Mecanismos de regulación de la actividad del proto-oncogen vab

  1. RODRIGUEZ COUCEIRO, JOSE
Dirigida por:
  1. Xosé R. García Bustelo Director

Universidad de defensa: Universidad de Salamanca

Fecha de defensa: 20 de julio de 2007

Tribunal:
  1. Eugenio Miguel Ángel Santos de Dios Presidente
  2. María del Pilar Pérez González Secretario/a
  3. Miguel Ángel del Pozo Barriuso Vocal
  4. Piero Crespo Vocal
  5. James Castelli-Gair Hombría Vocal
Departamento:
  1. MICROBIOLOGÍA Y GENÉTICA

Tipo: Tesis

Teseo: 288892 DIALNET

Resumen

Las proteínas Vav son factores de intercambio de nucléotidos de guanina para las GTPasas Rho/Rac. En el primer capítulo de este trabajo, hemos caracterizado las propiedades reguladoras, catalíticas y funcionales de la proteína Vav de Drosophila melanogaster.

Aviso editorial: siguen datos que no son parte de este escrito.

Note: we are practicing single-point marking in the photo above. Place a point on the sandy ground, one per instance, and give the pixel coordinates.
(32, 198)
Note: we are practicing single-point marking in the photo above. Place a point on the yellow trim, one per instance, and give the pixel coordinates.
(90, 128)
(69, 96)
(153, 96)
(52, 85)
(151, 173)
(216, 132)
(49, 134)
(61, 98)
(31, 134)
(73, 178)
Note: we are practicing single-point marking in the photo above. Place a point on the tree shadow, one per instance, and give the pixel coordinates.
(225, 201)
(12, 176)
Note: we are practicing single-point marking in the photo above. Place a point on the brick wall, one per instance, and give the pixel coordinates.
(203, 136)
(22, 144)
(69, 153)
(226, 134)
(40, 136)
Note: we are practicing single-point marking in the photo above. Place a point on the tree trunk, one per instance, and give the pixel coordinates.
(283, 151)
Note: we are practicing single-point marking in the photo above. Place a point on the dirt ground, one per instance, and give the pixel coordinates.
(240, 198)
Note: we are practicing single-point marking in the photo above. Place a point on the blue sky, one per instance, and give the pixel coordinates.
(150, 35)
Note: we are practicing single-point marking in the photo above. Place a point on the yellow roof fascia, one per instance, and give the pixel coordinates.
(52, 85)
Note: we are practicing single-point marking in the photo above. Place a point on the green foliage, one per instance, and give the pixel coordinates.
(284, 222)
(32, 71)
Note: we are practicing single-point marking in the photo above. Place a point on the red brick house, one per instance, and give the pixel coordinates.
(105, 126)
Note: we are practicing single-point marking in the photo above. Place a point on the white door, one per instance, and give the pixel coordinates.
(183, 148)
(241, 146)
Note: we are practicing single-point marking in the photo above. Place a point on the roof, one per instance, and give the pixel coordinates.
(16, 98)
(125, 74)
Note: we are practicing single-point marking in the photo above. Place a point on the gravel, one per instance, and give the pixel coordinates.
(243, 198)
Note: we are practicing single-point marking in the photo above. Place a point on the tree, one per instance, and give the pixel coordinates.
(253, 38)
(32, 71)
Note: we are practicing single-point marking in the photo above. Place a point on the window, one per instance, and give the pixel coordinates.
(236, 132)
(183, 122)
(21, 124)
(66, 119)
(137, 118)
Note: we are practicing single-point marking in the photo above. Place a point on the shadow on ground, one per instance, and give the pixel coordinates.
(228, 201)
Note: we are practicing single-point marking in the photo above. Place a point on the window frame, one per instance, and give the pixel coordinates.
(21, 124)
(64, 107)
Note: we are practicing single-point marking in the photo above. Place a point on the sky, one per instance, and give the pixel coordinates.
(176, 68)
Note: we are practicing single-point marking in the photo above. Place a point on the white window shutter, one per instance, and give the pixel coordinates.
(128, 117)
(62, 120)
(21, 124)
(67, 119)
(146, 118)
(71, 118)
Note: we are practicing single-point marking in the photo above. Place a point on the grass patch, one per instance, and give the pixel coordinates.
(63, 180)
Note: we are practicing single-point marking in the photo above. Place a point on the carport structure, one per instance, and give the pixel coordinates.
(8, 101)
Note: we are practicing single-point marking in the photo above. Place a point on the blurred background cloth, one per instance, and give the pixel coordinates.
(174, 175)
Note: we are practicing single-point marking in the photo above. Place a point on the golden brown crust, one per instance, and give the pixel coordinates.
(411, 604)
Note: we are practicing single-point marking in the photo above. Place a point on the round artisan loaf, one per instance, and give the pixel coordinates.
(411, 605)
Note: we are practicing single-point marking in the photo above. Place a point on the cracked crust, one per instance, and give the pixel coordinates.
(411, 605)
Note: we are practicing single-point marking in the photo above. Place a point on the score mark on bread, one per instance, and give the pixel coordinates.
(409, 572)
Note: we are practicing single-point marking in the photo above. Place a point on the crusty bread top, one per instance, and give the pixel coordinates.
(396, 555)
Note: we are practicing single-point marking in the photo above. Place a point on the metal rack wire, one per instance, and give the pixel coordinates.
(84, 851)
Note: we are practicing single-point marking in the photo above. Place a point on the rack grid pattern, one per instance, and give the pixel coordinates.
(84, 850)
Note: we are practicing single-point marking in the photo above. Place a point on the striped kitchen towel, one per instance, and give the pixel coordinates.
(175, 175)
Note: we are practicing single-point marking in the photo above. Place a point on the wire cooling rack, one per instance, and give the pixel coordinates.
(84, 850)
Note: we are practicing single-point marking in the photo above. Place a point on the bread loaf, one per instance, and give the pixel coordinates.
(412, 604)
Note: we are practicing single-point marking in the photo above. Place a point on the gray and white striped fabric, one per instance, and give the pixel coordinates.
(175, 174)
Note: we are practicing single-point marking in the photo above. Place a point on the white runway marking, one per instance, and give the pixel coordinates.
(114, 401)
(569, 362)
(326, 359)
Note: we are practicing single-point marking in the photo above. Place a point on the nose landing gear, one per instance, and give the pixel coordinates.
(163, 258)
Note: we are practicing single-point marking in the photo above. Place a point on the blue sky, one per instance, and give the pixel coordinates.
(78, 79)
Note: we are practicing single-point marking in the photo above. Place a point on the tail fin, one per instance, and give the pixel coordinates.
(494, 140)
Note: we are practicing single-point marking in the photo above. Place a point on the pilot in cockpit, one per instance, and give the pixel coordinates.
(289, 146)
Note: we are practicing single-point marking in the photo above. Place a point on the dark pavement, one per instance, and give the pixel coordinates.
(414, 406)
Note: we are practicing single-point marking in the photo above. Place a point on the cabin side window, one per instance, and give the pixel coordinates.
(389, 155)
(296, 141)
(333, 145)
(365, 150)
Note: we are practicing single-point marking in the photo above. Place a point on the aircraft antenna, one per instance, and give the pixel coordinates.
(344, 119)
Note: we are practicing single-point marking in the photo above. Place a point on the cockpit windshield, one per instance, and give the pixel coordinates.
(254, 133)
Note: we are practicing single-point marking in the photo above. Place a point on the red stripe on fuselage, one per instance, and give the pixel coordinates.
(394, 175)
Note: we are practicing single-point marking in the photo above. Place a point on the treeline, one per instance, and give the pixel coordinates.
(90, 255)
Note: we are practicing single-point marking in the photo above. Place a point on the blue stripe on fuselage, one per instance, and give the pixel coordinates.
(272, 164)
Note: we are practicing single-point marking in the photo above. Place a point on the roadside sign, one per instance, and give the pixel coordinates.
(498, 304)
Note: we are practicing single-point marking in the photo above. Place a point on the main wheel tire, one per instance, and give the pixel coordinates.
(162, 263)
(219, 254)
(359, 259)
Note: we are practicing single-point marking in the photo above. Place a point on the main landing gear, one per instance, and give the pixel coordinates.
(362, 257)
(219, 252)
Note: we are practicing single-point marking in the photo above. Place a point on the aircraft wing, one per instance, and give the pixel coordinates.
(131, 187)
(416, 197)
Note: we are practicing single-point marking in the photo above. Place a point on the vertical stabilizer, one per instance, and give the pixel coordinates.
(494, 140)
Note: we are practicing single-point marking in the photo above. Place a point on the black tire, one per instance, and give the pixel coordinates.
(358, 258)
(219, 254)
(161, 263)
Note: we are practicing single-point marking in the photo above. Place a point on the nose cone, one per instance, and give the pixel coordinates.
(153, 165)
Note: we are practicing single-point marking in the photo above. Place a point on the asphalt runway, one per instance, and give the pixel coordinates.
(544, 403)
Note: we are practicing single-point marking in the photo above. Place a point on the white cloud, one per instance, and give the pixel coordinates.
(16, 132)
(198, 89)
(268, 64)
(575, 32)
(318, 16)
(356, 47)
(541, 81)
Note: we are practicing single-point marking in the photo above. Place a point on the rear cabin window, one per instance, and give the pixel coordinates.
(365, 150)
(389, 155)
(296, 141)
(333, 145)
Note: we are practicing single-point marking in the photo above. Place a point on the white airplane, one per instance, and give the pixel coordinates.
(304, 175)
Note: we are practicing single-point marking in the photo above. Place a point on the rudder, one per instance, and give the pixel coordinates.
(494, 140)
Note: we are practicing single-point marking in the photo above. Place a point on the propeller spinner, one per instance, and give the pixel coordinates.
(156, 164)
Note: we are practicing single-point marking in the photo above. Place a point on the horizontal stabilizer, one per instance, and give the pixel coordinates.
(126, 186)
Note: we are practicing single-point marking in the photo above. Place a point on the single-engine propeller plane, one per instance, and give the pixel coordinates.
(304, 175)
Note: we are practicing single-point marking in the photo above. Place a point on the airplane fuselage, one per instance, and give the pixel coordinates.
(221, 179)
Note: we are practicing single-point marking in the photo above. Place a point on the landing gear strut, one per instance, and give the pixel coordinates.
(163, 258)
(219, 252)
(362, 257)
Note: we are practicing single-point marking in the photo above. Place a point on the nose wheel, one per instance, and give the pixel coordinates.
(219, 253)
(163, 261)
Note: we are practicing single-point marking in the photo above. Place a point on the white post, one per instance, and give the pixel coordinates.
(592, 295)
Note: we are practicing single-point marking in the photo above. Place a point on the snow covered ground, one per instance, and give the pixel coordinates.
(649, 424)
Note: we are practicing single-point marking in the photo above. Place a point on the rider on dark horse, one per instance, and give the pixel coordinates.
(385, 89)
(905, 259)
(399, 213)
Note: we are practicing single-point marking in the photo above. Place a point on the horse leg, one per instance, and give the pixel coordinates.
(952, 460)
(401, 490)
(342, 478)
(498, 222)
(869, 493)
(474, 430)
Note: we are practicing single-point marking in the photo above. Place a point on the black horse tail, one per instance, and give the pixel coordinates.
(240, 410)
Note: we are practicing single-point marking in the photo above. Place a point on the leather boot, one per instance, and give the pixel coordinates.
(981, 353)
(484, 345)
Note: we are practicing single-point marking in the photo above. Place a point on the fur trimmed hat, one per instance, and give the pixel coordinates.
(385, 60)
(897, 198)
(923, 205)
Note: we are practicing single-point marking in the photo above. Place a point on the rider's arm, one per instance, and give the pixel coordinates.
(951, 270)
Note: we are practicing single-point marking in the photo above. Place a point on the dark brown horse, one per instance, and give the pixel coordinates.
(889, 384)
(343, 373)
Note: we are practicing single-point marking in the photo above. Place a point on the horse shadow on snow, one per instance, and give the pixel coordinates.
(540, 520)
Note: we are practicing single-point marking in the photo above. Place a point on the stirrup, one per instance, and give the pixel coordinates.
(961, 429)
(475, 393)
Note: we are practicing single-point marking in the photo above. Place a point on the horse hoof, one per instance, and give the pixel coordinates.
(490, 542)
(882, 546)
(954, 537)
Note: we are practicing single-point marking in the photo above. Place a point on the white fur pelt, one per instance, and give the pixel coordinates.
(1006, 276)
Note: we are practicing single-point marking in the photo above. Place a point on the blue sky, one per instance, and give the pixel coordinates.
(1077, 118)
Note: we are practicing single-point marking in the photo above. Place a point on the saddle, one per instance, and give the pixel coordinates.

Estos análisis muestran que la proteína Vav de Drosophila puede desencadenar transformación oncogénica, cambio morfológico y aumento de la motilidad celular en células de mamífero como consecuencia de una actividad catalítica conservada. Estudios de ganancia de función con moscas transgénicas apoyan la implicación de esta proteína en procesos de desarrollo embrionario dependientes del citoesqueleto como el cierre dorsal, la fusión de mioblastos, el desarrollo de las tráqueas y la migración de varios tipos celulares. Estos resultados indican que los mecanismos intramoleculares que controlan la actividad enzimática de las proteínas Vav se establecieron en una etapa muy temprana de la evolución. El segundo capítulo de la tesis explora el papel de Vav en la translocación de las GTPasas Rho/Rac desde el citosol a la membrana plasmática. Mediante una estrategia experimental basada en la localización de Vav1 en diferentes localizaciones subcelulares observamos que la localización de Rac1 activada depende de la localización del factor de intercambio. Así, la asociación de Vav1 al Golgi promueve la localización de Rac1 en este orgánulo. Por el contrario, la activación de Rac1 por proteínas Vav localizadas en el citosol, la membrana plasmática o el retículo endoplásmico conduce siempre a la translocación de la GTPasa a la membrana celular. Esta translocación ocurre de una manera independiente de la asociación al factor de intercambio o a RhoGDI y requiere la estimulación de rutas de transducción de Rac1 que modulan el citoesqueleto y la agregación de balsas lipídicas en la membrana plasmática. Estos resultados revelan un nuevo mecanismo de regulación que asegura la localización adecuada de Rac1 durante la señalización celular.